It's not just the country's exports that are undergoing a shift change. The same is happening on raw materials imports with those of alumina shrinking and those of bauxite rocketing.
The reason is the super-strong growth in China's domestic alumina sector. Official figures suggest it grew by 54% in the first quarter of this year with every sign that the growth rate is still accelerating.
That's reduced local smelters' need for imported metal, although ironically not by as much as expected, since smelter capacity has been reactivated in response to the alumina production surge, thus increasing the country's overall alumina needs.
Imports of alumina fell by 14% to 1.466 million tonnes in the first quarter of this year with those in March itself sliding to 355,101t from the 500,000t plus levels seen in the two prior months.

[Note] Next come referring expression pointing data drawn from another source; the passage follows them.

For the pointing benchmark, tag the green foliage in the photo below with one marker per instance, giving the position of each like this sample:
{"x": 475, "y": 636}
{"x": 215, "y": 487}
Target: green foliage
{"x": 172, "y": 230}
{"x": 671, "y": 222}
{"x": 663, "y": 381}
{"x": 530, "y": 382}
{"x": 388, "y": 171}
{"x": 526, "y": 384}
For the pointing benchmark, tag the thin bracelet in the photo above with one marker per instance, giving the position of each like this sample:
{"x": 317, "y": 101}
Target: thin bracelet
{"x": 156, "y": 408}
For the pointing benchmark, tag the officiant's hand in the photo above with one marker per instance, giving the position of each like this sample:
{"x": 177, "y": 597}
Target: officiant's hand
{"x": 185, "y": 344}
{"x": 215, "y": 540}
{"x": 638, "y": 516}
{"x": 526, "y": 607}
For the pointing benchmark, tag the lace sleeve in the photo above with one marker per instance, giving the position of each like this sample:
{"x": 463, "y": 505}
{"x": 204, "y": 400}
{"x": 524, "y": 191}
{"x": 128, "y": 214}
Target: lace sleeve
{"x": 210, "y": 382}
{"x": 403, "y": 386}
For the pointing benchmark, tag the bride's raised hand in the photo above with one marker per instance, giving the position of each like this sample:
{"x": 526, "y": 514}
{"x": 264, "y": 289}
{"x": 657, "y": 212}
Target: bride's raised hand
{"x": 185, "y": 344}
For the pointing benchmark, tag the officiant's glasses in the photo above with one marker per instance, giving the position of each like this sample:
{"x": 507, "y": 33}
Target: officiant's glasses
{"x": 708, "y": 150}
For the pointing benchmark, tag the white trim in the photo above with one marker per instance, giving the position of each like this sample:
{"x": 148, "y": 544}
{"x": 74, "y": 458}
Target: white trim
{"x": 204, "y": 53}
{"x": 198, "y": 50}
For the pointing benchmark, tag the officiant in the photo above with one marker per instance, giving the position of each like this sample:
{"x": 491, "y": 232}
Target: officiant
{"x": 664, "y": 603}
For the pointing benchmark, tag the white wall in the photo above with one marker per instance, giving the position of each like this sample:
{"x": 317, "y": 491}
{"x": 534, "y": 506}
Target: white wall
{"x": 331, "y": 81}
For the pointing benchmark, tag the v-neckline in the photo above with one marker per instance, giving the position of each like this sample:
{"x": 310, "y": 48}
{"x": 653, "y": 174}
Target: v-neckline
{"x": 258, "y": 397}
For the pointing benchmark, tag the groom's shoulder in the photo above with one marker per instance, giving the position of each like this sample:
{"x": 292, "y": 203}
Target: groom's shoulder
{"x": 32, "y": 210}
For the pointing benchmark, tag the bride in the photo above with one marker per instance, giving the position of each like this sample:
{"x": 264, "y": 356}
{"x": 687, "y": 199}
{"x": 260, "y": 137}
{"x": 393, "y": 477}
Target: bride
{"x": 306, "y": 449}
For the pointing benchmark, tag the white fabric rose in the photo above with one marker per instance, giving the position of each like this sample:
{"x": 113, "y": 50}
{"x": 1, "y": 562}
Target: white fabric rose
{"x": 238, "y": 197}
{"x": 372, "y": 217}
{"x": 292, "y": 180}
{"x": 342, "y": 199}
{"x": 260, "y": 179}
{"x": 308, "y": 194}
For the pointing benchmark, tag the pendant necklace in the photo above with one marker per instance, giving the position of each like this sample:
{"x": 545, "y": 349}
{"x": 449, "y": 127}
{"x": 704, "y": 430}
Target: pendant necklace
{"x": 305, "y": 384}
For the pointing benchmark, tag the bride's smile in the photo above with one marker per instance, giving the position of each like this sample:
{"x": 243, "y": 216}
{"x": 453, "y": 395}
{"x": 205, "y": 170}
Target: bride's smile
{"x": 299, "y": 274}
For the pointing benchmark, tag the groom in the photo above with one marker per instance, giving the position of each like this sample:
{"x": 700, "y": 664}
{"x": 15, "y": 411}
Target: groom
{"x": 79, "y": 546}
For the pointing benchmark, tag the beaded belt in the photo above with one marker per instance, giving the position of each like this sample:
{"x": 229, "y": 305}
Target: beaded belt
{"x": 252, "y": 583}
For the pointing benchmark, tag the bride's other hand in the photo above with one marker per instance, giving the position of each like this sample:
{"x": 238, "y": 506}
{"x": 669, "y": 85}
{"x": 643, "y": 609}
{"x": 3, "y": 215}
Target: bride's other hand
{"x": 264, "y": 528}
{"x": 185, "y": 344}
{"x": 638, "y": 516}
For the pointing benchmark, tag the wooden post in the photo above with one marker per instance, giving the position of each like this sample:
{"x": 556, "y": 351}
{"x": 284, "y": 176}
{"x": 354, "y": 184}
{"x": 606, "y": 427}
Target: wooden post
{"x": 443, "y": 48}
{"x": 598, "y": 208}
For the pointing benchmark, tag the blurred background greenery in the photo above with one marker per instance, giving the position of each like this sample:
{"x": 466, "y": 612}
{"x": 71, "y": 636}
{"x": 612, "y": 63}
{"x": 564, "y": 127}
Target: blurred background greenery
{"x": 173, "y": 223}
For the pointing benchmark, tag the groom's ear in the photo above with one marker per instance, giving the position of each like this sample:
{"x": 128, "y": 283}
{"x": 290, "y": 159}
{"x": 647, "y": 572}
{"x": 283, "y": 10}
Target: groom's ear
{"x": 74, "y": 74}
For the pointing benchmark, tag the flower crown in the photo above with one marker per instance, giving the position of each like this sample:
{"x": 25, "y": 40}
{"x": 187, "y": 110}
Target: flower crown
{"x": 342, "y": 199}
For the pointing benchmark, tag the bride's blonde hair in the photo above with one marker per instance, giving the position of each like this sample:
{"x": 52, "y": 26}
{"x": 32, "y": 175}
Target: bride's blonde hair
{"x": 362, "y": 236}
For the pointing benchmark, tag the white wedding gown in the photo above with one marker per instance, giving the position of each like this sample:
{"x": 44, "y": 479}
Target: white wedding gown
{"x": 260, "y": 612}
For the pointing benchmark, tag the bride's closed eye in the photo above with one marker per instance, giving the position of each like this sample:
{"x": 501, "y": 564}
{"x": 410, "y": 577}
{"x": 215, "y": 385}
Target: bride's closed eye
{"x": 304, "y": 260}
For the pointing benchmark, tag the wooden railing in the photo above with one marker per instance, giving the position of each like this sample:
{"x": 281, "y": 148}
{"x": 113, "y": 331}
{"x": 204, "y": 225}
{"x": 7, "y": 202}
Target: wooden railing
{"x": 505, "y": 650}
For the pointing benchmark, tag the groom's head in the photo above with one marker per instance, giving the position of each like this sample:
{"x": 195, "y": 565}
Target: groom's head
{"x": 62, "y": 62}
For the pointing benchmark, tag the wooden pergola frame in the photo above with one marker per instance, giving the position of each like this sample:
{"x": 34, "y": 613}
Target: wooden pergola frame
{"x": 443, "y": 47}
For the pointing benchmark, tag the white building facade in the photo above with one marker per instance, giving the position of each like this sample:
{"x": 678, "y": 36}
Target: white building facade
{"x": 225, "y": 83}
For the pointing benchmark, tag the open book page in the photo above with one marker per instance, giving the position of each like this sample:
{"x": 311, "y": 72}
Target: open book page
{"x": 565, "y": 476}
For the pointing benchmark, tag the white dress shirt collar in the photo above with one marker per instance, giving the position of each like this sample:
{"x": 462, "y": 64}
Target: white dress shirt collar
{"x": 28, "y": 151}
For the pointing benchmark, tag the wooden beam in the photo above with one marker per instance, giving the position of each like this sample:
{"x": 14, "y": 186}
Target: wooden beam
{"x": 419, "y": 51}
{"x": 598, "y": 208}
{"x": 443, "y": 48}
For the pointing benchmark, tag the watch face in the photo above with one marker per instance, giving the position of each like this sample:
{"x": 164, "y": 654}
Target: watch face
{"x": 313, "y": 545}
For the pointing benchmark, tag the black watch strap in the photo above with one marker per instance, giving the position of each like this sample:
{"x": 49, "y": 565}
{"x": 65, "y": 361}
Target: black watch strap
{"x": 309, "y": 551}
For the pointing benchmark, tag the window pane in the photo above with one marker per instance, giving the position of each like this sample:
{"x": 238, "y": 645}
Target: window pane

But all that new alumina capacity needs bauxite to keep it running and imports of the raw material continued to surge in March. Monthly imports at 1.774 million tonnes were a new record and cumulative imports grew to 4.444 million tonnes in the first quarter of this year from "just" 1.116 million in the same period of 2006.
By far the biggest supplier was Indonesia with imports from that country totalling 3.215 million tonnes in the first three months of 2007.
Strong Chinese imports of scrap, by contrast, have remained a constant. They rose by 15% to 409,900t in the first quarter of this year.